Most U.S. centers and regional approach control facilities “can and should be shut down,” wrote the report’s authors.
They included Robert Poole, transportation director for the Reason Foundation, and Michael Harrison, the FAA’s former director of architectural and systems engineering.
“They can be replaced by a much smaller number of facilities, many of which can be designed from the outset to function in the from-anywhere-to-anywhere paradigm,” the report said.
The conclusions point to cost savings available to the FAA apart from automatic budget cuts imposed at most U.S. agencies.
The $1 billion in annual savings, which the report said can be gained in productivity, equipment and facility maintenance, amounts to about 6 percent of the agency’s annual budget.
A planned $42 billion redesign of the air traffic control system could help consolidate many of the FAA’s 561 staffed facilities by upgrading technology so controllers won’t need to work below the airspace they manage, the Reason report said.
Under the redesign, flying would be more efficient because of technology that allows more precise aircraft tracking, streamlined communications and more direct routing with fewer delays, said Los Angeles-based Reason, which advocates for smaller government.

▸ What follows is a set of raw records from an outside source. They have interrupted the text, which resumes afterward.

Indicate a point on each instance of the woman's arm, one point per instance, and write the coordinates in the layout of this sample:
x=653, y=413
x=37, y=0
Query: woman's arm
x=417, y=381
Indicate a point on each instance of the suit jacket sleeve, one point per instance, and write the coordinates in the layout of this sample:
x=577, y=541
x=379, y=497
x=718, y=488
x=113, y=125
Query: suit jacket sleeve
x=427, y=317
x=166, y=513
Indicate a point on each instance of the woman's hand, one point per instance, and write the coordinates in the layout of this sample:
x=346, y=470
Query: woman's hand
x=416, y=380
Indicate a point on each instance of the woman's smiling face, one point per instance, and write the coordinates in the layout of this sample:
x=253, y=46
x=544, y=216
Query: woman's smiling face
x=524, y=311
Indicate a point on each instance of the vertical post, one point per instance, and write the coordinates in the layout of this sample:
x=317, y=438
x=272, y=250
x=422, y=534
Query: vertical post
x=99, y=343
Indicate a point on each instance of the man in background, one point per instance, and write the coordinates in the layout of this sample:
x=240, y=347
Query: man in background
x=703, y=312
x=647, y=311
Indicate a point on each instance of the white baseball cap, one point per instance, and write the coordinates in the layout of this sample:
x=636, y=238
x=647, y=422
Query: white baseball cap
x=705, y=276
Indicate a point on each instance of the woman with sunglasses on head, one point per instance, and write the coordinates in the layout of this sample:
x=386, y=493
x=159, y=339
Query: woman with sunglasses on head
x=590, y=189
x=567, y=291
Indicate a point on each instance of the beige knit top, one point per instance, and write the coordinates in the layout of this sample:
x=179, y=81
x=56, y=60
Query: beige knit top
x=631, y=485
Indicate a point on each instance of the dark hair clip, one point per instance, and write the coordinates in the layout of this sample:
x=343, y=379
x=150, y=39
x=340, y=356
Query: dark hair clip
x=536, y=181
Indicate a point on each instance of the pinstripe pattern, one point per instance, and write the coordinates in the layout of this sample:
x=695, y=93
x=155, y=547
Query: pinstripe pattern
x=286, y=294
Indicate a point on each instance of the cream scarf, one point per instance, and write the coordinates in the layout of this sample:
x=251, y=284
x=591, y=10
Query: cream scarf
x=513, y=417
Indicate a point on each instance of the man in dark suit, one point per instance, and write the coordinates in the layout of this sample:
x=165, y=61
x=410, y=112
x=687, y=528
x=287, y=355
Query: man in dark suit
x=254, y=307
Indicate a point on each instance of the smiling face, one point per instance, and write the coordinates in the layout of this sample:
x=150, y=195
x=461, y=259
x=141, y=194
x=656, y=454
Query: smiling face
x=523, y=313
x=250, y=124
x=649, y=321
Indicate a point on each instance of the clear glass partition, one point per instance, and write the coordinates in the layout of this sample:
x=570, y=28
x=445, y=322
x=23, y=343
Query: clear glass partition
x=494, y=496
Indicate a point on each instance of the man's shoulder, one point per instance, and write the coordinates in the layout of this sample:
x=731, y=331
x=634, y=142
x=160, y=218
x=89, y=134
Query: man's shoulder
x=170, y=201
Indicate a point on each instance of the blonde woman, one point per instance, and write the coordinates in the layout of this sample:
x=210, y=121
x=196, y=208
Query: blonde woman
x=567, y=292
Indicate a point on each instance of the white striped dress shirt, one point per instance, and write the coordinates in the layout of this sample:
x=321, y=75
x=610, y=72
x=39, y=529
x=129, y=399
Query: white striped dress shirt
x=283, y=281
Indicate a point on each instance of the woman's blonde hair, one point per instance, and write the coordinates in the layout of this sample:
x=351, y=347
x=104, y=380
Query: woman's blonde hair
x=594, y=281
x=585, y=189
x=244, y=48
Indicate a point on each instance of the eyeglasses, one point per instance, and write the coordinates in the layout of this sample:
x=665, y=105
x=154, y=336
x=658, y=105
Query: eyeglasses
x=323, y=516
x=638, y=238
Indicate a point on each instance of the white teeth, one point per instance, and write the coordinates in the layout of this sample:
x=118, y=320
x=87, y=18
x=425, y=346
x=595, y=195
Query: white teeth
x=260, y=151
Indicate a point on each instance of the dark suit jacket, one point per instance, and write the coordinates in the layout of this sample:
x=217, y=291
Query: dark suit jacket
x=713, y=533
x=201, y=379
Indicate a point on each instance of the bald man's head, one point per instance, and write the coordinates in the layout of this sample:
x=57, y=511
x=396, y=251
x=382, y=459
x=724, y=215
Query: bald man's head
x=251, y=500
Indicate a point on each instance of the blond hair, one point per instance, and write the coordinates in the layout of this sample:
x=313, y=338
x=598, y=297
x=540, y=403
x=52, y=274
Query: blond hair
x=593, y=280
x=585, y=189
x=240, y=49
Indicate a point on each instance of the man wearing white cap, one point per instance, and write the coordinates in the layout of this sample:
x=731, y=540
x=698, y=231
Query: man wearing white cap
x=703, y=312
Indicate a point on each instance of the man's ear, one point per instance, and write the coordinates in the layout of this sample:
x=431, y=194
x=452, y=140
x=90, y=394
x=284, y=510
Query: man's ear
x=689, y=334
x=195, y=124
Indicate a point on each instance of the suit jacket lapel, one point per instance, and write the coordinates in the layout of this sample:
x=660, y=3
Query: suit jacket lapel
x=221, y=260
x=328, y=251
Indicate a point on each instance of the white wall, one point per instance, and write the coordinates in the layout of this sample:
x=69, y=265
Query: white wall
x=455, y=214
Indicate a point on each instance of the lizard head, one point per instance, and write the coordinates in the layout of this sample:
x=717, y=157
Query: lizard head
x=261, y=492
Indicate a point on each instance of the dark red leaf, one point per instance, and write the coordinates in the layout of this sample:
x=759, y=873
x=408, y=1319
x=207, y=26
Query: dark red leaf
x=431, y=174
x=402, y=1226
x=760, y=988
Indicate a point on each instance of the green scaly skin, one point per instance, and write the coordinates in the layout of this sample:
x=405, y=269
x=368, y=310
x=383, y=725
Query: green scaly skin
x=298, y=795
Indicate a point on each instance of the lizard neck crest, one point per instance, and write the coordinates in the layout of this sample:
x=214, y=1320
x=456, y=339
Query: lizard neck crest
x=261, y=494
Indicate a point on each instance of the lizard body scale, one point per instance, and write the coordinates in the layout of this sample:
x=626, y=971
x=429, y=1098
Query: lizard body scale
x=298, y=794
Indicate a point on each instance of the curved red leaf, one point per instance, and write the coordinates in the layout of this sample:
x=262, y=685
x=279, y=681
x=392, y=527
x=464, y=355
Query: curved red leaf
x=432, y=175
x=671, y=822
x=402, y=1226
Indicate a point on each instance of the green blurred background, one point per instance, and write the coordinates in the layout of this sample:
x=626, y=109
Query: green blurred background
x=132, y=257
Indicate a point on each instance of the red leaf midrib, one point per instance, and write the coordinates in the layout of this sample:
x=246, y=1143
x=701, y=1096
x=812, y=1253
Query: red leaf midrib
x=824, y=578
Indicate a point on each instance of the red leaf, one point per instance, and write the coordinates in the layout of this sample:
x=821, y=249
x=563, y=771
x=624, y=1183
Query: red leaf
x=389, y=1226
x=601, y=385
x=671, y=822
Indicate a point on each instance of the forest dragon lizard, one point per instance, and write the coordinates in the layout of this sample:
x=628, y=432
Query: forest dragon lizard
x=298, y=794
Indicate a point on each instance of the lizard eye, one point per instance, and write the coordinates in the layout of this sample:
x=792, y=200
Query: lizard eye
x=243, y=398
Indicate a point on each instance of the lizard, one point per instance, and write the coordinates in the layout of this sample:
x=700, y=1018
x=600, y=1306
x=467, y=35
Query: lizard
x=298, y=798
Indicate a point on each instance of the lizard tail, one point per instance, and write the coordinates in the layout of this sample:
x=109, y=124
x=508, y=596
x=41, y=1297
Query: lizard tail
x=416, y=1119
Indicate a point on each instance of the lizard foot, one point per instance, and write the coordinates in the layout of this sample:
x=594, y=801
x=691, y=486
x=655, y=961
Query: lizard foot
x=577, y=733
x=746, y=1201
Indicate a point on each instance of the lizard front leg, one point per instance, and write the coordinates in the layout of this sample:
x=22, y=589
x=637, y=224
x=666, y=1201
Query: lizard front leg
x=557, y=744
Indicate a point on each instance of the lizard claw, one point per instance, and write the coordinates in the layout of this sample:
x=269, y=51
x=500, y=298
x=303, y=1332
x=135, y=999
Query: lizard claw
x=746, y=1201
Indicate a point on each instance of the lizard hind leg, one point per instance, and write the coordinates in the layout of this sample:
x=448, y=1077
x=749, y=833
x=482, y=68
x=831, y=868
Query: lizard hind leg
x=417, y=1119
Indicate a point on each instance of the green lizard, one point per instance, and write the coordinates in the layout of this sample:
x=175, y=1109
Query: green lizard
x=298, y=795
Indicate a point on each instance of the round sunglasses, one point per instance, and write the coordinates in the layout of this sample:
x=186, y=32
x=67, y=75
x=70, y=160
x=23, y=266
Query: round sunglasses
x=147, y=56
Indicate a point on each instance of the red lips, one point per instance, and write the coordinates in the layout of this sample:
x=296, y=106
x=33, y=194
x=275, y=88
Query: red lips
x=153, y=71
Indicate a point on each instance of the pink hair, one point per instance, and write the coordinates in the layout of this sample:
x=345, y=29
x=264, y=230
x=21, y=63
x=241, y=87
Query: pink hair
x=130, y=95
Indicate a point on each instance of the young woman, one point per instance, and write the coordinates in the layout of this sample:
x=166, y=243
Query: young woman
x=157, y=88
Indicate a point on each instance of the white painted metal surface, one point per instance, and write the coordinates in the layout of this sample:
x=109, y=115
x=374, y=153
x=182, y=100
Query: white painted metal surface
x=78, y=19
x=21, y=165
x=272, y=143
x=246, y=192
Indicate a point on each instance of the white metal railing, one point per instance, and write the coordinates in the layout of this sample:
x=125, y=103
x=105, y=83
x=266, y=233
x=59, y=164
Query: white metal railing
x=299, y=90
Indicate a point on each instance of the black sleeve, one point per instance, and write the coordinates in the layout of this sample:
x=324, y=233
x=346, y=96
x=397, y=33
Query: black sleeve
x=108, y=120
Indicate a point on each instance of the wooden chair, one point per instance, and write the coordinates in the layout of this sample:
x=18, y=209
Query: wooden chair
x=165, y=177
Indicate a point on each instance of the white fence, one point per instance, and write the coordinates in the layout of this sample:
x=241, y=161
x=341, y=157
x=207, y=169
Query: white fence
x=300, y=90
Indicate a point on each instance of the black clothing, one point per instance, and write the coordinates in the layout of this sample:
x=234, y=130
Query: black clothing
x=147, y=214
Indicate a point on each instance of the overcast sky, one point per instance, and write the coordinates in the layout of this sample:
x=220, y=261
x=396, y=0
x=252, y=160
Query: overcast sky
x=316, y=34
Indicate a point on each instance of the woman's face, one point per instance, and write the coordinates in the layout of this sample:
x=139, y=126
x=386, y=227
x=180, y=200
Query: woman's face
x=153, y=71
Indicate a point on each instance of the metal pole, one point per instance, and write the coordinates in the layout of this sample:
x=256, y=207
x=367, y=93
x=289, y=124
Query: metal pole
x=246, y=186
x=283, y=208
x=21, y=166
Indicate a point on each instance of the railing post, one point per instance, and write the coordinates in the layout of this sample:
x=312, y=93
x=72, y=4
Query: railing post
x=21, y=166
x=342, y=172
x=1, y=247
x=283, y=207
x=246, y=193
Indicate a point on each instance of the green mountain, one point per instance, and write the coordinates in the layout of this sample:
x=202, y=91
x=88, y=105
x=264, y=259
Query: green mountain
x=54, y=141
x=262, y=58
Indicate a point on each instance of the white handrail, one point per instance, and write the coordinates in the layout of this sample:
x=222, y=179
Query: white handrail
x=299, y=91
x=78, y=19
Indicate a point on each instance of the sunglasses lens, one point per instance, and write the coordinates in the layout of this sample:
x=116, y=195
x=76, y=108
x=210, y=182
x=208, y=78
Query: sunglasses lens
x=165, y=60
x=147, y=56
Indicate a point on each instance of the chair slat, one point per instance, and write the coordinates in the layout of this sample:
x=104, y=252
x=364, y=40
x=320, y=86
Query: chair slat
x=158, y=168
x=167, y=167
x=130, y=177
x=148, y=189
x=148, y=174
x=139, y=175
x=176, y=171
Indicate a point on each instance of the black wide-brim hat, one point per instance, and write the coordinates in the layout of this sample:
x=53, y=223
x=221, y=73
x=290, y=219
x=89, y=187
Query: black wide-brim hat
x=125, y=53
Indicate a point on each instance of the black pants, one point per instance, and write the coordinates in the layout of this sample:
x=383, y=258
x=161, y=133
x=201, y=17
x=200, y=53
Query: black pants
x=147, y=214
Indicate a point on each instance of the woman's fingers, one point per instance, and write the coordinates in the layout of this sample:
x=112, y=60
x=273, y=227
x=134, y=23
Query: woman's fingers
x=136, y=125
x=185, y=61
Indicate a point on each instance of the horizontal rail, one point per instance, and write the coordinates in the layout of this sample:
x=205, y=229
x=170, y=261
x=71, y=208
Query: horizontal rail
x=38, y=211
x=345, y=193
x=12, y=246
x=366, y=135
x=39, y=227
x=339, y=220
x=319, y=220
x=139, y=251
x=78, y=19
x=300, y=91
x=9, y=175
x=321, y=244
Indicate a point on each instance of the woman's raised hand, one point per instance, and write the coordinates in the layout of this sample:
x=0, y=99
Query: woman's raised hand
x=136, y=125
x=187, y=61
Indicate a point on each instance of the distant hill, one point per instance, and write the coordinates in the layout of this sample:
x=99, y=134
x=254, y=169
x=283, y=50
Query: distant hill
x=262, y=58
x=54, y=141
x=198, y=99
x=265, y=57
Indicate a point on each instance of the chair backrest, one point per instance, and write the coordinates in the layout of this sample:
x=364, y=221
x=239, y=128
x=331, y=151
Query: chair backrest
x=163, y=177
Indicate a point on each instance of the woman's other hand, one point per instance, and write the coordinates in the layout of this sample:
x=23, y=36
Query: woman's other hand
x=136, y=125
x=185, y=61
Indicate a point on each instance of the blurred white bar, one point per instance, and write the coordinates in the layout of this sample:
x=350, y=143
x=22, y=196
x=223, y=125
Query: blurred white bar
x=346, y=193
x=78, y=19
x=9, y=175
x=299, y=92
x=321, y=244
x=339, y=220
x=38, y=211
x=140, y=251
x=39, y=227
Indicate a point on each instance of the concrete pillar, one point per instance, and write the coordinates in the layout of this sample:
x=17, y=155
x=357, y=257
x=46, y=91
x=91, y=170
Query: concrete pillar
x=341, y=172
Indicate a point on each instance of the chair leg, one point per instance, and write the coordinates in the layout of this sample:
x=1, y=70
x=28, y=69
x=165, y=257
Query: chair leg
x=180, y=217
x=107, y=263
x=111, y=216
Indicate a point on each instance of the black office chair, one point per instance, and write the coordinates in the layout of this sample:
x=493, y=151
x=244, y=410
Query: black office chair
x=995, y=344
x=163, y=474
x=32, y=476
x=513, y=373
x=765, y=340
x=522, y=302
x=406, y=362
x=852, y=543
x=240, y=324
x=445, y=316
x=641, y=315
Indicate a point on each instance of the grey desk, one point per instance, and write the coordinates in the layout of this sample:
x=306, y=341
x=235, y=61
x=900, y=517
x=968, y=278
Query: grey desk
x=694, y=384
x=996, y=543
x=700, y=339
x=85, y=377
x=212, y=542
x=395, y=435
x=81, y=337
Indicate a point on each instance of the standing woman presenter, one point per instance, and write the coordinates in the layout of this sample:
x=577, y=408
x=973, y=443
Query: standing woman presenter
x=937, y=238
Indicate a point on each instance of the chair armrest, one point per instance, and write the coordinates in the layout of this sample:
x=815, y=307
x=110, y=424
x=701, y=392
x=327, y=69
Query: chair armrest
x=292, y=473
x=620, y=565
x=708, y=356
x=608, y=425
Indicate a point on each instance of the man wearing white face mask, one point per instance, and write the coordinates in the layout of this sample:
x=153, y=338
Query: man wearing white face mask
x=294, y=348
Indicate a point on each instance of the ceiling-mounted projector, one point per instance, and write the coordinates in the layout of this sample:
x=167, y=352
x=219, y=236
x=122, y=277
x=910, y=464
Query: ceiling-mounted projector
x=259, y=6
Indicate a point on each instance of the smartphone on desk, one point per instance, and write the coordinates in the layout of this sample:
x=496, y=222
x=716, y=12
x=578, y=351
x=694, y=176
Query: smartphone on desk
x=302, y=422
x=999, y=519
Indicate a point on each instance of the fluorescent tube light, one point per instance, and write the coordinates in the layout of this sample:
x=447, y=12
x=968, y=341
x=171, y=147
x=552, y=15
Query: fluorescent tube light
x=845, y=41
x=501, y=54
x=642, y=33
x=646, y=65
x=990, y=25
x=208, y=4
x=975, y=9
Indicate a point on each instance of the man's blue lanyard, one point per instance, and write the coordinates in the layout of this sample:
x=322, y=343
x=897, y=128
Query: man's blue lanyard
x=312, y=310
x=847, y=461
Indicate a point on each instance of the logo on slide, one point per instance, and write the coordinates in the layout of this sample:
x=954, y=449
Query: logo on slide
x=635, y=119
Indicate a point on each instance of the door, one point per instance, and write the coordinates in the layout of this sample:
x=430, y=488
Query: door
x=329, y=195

The authors didn’t calculate the costs of building new facilities to replace the closed ones or address the obstacles to uprooting employees including unionized controllers.
The National Air Traffic Controllers Association, a union representing 15,000 controllers, has objected to closing facilities in the past in West Palm Beach, Fla., and Boise, Idaho.
“NATCA supports facility consolidations and realignments where they enhance operational services and the safety and efficiency of the National Airspace System,” the union said in an email. It is working with the FAA on a plan to merge facilities in the New York region, it said.
Maximizing the benefits from the so-called NextGen air traffic control upgrade project would require moving more than 500 radar rooms that are obsolete or can’t accommodate new equipment.
But U.S. lawmakers blocked several attempts to merge FAA facilities, Bloomberg reported in November.